The father of a teenager struggles to keep things civil with her – just as he used to with her mother. Mariella Frostrup says the couple’s ‘emotional hangover’ is hurting everyone
The dilemma I don’t know what to do with my teenage daughter (she’s turning 18 this month). I left her mum five years ago, and moved into a flat close by. Since then she has not sent me a text or a card or anything on my birthday or at Christmas, never invited me to a birthday party or thanked me for gifts and money. Looking back through all the messages she has sent me, every single one has been either an angry tirade or a request for a lift. If I do everything she wants and give her a lift every time she wants it, she is at least indifferent, if not, she gets really angry. She has an older brother and it was difficult with him for a few years too, but we’ve been getting on better recently, and we’ve even gone to the pub a couple of times (at his suggestion). But I have seen zero progress with my daughter. She uses the same phrases as her mother when pointing out all my character flaws and I can’t help feeling that as she gets older, she is becoming more and more like her mother, which is bad news for our future relationship. I feel that I can do the right things every time and when I trip up once I undo all the good things immediately.

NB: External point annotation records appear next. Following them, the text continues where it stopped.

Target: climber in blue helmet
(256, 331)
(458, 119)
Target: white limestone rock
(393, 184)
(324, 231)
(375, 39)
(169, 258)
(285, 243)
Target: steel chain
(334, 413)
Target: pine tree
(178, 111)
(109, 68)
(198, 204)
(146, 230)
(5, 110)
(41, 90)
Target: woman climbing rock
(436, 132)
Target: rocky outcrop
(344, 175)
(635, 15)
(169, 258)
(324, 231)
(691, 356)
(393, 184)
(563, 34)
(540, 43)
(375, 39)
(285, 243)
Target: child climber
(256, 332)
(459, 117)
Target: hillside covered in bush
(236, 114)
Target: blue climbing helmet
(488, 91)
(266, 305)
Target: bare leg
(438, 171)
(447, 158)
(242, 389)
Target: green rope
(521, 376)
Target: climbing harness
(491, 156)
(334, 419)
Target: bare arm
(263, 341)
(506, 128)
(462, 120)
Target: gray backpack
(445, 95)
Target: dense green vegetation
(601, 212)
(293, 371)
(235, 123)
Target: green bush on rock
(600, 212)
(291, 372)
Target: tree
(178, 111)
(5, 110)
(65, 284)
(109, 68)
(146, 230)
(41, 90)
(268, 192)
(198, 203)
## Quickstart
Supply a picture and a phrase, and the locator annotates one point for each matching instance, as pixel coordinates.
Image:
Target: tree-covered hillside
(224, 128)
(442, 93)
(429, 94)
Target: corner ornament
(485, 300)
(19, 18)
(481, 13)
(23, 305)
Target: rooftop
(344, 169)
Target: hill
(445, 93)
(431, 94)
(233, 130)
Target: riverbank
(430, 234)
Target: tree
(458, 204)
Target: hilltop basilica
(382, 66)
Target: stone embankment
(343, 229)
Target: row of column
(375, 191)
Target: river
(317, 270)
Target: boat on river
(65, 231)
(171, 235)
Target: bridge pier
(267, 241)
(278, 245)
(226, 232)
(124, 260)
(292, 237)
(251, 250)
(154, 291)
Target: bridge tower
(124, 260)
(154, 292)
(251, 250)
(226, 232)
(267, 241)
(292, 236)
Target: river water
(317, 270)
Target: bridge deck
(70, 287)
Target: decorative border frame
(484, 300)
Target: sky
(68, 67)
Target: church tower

Mariella replies Damned if you do, damned if you don’t! The clearest thing I can glean from your letter is that there are high levels of anger bubbling just beneath the surface. Despite the passage of years, it certainly doesn’t sound like yours is a break-up that’s been resolved but rather an event that continues to reverberate. The words we choose to use are always telling. As you describe it you “left” her mother, your daughter is “becoming more and more like her mother” and that’s “bad news” for your relationship. With so little love lost between you and your ex-wife, it’s small wonder your daughter remains so conflicted in her feelings toward you.